Africa Express
Terry Riley’s In C Mali
(Transgressive)
“Rules are not as important as results,” said composer Terry Riley in an interview with The Guardian. The rules to which he is referring are the instructions to his most famous piece, “In C,” from 1964, which uses 53 brief note-patterns and is driven by constant eighth notes playing the note C, often on a piano or marimba, serving as a metronome called “The Pulse,” to the delight of this alt-weekly.
Each performer plays each note-pattern in sequential order but is allowed to repeat it—with breaks according to the performer’s discretion—as often as desired before moving on to the next note-pattern. No two versions of “In C” are alike, and dozens of recordings of it exist, including string-only versions and even one performed with Chinese instruments.

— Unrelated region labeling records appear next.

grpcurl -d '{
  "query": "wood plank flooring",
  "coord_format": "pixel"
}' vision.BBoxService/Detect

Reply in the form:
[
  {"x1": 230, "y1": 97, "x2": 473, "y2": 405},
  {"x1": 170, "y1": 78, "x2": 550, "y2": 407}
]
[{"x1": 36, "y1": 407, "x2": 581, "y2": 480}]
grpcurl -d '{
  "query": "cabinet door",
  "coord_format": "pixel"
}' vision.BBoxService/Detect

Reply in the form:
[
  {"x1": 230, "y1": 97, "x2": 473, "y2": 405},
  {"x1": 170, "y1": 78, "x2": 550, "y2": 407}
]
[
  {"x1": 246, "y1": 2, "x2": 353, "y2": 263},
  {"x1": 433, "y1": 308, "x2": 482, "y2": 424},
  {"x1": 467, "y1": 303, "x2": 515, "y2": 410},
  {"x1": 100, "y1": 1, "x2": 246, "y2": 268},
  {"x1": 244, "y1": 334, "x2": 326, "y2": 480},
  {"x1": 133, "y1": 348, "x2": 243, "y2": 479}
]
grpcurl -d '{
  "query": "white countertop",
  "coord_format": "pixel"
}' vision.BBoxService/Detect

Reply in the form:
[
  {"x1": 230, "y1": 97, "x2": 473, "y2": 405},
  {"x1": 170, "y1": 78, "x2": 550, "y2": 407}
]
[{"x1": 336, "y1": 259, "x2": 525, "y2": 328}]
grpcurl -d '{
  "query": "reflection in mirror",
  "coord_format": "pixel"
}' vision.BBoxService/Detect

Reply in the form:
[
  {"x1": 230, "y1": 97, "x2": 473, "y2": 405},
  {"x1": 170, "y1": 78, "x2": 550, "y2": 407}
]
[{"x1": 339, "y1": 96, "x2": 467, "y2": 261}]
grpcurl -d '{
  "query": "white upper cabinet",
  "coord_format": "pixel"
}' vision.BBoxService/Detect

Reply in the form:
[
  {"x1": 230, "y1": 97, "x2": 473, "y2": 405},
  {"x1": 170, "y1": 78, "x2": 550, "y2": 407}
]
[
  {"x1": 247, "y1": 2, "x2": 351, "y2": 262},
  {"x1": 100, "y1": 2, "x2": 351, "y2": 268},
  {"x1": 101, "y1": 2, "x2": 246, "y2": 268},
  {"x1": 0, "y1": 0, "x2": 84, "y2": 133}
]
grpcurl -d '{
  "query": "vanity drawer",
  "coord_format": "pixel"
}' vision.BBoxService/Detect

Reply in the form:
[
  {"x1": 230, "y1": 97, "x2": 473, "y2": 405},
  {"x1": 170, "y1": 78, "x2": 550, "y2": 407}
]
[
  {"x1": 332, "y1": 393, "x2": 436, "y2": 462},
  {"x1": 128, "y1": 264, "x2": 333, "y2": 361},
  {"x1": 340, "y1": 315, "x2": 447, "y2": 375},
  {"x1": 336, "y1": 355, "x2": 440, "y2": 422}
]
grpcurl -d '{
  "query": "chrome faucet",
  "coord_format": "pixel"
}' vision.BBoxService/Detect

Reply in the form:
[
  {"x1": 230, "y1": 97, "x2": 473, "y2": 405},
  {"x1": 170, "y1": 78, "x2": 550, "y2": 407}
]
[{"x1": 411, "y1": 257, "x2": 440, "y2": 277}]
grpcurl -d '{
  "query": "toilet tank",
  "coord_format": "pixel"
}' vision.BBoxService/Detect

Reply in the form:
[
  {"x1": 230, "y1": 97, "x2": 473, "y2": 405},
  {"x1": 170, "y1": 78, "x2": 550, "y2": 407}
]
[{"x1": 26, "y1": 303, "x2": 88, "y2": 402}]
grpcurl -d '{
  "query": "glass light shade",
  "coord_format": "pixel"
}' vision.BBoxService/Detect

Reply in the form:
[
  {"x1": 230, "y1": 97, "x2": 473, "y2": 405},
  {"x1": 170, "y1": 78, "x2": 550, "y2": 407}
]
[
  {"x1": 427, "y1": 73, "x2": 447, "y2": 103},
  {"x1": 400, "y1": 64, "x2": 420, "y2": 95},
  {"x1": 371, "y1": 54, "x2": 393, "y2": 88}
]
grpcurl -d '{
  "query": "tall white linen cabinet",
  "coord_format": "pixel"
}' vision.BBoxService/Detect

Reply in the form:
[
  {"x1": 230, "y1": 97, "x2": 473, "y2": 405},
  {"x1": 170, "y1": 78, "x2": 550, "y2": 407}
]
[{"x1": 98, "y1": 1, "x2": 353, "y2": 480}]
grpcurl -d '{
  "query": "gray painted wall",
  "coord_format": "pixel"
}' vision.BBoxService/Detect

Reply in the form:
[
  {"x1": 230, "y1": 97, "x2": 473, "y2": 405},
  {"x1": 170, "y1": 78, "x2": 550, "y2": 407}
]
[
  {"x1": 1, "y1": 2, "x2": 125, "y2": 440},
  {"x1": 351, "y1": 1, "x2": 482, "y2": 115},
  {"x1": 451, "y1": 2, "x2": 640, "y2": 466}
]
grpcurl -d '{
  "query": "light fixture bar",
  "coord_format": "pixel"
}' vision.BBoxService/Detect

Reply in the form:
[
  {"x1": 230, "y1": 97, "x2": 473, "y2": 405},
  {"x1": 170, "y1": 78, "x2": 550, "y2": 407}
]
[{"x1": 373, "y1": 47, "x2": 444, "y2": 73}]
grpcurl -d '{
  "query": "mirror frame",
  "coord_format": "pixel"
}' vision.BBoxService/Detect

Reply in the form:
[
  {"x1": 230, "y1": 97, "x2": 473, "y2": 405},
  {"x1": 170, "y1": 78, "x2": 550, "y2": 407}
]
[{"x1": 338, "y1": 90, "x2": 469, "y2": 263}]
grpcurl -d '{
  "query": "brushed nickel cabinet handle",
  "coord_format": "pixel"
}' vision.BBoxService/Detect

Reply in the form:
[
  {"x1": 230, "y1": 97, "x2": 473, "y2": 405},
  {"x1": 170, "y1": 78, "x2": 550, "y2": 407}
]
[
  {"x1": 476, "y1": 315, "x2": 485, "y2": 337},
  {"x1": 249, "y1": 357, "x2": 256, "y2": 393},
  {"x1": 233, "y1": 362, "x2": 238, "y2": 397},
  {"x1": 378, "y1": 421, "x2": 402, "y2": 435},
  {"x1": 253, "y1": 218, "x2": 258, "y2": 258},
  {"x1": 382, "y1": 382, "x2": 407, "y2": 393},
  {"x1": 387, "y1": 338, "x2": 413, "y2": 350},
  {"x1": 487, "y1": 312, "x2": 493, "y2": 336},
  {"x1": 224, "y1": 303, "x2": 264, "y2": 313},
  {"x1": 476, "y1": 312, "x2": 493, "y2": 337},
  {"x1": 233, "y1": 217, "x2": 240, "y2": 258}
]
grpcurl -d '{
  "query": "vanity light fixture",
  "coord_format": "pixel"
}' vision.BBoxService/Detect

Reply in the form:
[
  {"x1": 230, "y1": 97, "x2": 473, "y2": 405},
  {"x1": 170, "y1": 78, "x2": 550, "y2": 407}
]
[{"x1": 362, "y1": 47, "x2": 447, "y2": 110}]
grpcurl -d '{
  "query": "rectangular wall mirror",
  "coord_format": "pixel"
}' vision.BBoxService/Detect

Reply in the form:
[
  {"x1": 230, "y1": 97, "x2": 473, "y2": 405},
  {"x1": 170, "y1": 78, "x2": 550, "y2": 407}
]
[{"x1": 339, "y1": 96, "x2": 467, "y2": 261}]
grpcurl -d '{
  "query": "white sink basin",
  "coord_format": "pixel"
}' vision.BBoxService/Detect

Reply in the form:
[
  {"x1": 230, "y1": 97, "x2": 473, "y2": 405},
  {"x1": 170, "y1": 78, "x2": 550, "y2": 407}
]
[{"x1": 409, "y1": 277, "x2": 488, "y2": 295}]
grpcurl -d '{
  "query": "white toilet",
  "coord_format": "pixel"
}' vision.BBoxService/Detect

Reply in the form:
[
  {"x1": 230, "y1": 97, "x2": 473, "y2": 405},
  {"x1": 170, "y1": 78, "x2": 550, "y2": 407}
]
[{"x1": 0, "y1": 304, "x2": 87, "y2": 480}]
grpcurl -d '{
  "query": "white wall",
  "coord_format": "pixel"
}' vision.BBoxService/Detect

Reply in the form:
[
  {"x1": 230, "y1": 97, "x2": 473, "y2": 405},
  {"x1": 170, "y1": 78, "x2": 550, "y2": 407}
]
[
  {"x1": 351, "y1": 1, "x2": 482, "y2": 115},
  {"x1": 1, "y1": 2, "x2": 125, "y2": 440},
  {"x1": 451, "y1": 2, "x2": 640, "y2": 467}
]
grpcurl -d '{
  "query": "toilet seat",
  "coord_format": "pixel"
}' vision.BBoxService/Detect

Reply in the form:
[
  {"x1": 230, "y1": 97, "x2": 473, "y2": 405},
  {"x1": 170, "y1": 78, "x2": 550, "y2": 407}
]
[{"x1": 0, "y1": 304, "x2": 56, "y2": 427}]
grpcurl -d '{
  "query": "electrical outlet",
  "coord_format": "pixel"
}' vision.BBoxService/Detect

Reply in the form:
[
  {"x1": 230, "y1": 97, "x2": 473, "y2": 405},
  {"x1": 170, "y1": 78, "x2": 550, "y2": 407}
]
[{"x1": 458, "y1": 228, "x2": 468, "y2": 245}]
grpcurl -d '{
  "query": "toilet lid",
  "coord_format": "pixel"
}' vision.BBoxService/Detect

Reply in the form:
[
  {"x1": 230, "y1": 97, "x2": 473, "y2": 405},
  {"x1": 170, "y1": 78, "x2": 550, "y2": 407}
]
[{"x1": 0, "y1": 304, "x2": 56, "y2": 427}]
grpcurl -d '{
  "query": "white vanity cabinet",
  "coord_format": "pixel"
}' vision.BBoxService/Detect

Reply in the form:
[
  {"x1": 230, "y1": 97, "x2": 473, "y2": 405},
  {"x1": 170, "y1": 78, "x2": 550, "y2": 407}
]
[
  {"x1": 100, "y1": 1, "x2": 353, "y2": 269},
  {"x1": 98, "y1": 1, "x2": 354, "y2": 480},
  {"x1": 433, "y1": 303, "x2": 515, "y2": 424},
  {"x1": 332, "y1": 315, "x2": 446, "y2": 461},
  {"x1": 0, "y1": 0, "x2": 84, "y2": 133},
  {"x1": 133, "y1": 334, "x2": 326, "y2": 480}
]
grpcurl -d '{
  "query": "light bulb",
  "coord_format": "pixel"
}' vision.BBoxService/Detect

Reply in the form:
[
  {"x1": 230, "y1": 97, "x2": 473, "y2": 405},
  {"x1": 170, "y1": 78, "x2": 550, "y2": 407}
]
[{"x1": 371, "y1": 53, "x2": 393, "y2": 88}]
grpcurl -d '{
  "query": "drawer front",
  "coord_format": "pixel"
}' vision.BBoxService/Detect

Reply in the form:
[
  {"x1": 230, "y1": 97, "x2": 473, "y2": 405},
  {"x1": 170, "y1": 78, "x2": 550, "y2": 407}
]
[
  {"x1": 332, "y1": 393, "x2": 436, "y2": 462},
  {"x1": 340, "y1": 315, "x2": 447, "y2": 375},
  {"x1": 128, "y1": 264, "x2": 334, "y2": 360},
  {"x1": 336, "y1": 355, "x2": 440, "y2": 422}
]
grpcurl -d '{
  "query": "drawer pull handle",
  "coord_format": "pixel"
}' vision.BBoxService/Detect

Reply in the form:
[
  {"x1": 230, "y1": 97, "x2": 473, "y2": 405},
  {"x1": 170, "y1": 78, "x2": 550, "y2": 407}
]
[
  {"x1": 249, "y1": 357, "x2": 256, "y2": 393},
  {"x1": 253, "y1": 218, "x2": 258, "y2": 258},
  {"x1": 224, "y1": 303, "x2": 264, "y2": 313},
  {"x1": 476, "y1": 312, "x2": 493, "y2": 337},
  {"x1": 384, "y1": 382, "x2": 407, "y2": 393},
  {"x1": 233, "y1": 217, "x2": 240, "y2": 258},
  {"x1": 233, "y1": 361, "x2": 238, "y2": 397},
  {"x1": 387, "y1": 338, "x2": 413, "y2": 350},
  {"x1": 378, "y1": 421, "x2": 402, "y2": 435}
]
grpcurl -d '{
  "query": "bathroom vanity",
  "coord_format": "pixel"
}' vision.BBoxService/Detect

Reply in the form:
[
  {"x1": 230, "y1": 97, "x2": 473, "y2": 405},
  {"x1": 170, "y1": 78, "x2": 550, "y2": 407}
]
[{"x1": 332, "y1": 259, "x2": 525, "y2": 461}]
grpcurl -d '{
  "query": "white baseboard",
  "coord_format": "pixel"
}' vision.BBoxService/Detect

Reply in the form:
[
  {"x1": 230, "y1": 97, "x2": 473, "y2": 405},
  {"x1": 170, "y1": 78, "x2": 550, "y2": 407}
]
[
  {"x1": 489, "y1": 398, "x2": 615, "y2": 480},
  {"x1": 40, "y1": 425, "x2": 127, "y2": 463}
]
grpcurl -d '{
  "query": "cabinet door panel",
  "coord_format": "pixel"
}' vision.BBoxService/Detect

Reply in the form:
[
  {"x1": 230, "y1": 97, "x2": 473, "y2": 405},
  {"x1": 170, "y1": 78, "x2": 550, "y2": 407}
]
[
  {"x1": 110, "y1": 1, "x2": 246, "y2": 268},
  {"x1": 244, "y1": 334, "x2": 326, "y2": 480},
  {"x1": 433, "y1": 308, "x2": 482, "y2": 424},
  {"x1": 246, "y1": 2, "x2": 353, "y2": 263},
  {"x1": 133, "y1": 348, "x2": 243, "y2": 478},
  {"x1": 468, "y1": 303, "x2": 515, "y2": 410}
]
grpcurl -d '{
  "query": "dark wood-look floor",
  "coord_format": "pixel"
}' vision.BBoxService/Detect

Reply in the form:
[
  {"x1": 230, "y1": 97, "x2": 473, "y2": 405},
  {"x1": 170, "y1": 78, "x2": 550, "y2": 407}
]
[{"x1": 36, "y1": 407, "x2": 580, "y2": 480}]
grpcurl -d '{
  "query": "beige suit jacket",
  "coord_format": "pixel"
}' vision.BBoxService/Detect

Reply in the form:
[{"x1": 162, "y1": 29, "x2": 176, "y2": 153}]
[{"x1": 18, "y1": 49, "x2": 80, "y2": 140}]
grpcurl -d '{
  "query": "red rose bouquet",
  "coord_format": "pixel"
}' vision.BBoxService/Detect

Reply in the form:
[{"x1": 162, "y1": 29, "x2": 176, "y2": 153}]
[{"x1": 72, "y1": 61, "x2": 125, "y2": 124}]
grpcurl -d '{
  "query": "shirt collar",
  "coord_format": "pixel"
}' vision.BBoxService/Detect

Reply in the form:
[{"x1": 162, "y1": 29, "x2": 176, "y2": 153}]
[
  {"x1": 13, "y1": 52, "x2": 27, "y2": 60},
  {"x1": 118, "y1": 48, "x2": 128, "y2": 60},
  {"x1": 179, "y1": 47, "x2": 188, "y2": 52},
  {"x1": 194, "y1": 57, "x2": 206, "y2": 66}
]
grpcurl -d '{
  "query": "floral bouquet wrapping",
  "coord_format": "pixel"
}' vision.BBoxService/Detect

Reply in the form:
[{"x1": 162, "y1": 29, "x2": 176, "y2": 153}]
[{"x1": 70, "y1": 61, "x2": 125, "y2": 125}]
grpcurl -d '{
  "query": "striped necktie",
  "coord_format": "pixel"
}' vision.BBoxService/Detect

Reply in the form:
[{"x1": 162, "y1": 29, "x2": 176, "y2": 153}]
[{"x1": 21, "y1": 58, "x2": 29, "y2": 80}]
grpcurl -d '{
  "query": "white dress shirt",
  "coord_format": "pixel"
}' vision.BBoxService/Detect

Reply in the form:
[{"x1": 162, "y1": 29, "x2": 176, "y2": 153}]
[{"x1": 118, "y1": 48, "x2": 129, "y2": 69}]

The version at hand was recorded by the shifting ensemble Africa Express in the nation of Mali in 2013 with local performers along with a few western-world artists, including Brian Eno, Damon Albarn (of Blur) and Nick Zinner (of the Yeah Yeah Yeahs).
The Pulse is performed on a kalimba (thumb piano), and a variety of other African instruments are used, including the kora (lute-harp), djembe (hand drum) and balafon (xylophone). Plucked strings meld and mingle with electric guitar lines, malleted percussion and wandering bowed strings, with the proceedings gradually loosen themselves from the constraints of the “In C” score, with gorgeous results.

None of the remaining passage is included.